For Czechs, Christmas Eve is the big day and Christmas Day is spent relaxing, eating and drinking (we are Czech don't forget). But today is our day to go all out and celebrate. I myself have cleaned the home yesterday in anticipation of today, and today will be spent cooking for tonight's meal and wrapping gifts... with a cocktail in-hand, of course.
Let me share some of our traditions with you...
Czech's spend the afternoon of Christmas Eve at home with their families, decorating the Christmas tree and preparing food for the evening celebration. I have already failed my Czech traditions as I've had my tree up for well over a week now. Tsk Tsk
Traditionally, on Christmas Eve Czechs are only allowed to eat sauerkraut soup during the day in order to see the "golden piglet". This lasts until early evening, when Christmas dinner is served around 6pm.
Um, I have failed at this as well.
After dinner, a bell is rung signifying that Ježíšek has arrived and placed gifts under the tree. Once all the gifts are opened, families play games, or watch christmas movies, or just have a merry time together boozing it up (err, the adults, that is). Midnight mass is attended by some. I always mean to attend, but never quite seem to make it. Shame!
That all being said, this is important so listen up!
Here are some Czech traditions you may want to follow...unless you want to end up dead! (not really)
You should know by now that we're a superstitious bunch.
Christmas Dinner Customs
Disclaimer: Very few of these are still observed today (phew). Can you imagine sticking to them? Although, the superstitious Czech in me is struggling at this very moment...

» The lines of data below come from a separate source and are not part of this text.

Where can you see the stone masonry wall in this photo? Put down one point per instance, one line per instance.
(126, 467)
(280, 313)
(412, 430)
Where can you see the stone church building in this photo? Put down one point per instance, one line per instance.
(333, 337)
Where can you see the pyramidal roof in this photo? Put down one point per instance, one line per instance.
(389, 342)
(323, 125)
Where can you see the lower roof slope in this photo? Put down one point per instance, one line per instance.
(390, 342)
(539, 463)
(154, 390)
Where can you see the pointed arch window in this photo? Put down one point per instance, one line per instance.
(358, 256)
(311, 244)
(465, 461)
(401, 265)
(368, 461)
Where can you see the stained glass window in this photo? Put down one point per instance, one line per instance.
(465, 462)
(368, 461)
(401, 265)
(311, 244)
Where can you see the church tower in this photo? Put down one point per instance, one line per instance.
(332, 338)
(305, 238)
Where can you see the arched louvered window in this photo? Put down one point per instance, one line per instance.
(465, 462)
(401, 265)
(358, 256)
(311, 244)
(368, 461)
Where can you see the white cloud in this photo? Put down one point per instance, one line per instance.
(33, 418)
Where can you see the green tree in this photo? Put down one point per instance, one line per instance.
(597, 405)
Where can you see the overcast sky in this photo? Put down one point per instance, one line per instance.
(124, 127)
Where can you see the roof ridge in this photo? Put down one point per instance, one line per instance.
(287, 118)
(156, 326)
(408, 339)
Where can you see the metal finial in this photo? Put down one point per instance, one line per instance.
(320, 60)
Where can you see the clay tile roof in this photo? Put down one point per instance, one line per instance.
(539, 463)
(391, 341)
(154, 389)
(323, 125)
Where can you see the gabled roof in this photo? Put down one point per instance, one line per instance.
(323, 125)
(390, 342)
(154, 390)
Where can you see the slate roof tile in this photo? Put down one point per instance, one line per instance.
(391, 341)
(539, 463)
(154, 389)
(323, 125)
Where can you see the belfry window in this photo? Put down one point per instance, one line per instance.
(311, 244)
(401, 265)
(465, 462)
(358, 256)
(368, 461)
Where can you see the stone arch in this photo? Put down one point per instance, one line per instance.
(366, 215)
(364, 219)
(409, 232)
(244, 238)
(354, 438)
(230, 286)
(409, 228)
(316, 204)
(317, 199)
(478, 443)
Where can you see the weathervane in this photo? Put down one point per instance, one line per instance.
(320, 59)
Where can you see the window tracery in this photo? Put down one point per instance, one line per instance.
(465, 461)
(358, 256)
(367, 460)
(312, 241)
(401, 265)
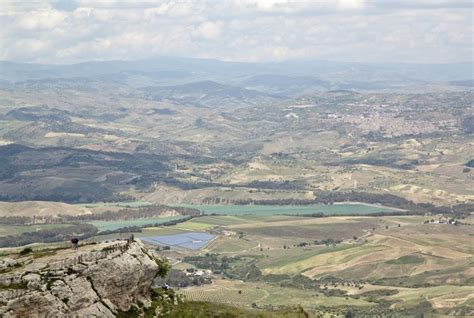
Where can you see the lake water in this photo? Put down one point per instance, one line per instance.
(343, 209)
(191, 240)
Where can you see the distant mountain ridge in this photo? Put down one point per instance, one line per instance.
(209, 93)
(324, 70)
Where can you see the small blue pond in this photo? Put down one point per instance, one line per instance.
(191, 240)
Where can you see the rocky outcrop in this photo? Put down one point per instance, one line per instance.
(93, 281)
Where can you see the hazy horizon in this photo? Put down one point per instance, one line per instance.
(362, 31)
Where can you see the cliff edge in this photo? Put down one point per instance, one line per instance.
(94, 280)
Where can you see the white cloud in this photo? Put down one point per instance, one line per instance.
(245, 30)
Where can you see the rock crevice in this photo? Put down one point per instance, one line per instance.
(61, 287)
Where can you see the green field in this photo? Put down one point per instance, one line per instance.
(336, 209)
(227, 292)
(128, 204)
(19, 229)
(114, 225)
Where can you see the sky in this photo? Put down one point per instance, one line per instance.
(70, 31)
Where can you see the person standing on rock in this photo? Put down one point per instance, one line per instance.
(74, 243)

- No lights should be lit in the house before the first star comes out. After it does, dinner is served. - It's a cloudy day...what does that mean for tonight? No dinner if no star??
- The table should be set for an even number of guests. An odd number brings bad luck or death. - Great, we have three this year. The dog will have to sit at the dinner table
- The legs of the table can be tied with a rope to protect the house from thieves and burglars in the coming year. - Easy enough.
- No one should sit with their back to the door.
- Christmas dinner should consist of nine courses including soup, bread with honey, carp, potato salad, fruit (dried, fresh or canned), dessert (apple strudel or vánočka), and other foods.
- No alcohol should be served on Christmas Eve - GASP!!!!
- No one should ever get up from the Christmas table before dinner is finished. Doing so brings bad luck and death in the family.
- Everyone should finish their dinner and leave nothing on the plate.
- The first person to leave the table after dinner will be the first one to die in the coming year - that is why everyone should get up from the table at the same time. - On the count of three...1, 2...
- Any leftovers from dinner (crumbs, fishbones, etc.) should be buried around the trees to ensure they will bear lots of fruit.
- All household animals should be fed after dinner so that no one goes hungry on Christmas Eve - well since the dog will be sitting at the table already...
And if that's not enough... here are some more tasks for us to do:
The Cutting of an Apple
After Christmas dinner, every person present at the table cuts an apple in half (crosswise, from the stem down). Both halves are shown to everyone around the table. If the core is shaped as a star, it means that everyone will get together next year in happiness and health. A four-pointed cross is a bad omen and means that someone at the table will fall ill or die within a year.